A plethora of physical phenomena are modelled by hyperbolic partial differential equations, for which the exact solution is usually not known. Numerical methods are employed to approximate the solution to hyperbolic problems; however, in many cases, it is difficult to satisfy certain physical properties while maintaining high order of accuracy. Strong stability preserving (SSP) time discretizations were developed to ensure that nonlinear stability properties of the solution are maintained when coupled with suitable spatial discretizations.

In the first part of this talk, we review the development of optimal SSP Runge-Kutta and multistep methods for nonlinear problems. We emphasize the usage of an alternative representation of Runge-Kutta methods that reveals the SSP properties of such methods. Numerical examples illustrate the effectiveness and usefulness of SSP methods.

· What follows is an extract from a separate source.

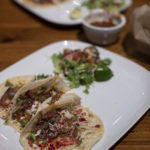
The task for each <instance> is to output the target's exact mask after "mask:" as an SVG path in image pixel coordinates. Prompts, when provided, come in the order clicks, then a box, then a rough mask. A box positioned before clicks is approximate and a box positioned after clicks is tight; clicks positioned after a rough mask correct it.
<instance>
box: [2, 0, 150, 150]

In the second part, we present some recent results related to perturbed methods that use both upwind- and downwind-biased spatial discretizations. We introduce a novel family of third-order implicit Runge–Kutta methods with arbitrarily large SSP coefficient and investigate the stability and accuracy of these methods. Moreover, we extend the analysis of SSP linear multistep methods to semi-discretized problems for which different terms on the right-hand side of the initial value problem satisfy different forward Euler (or circle) conditions. Optimal perturbed and additive monotonicity-preserving linear multistep methods are studied in the context of such problems.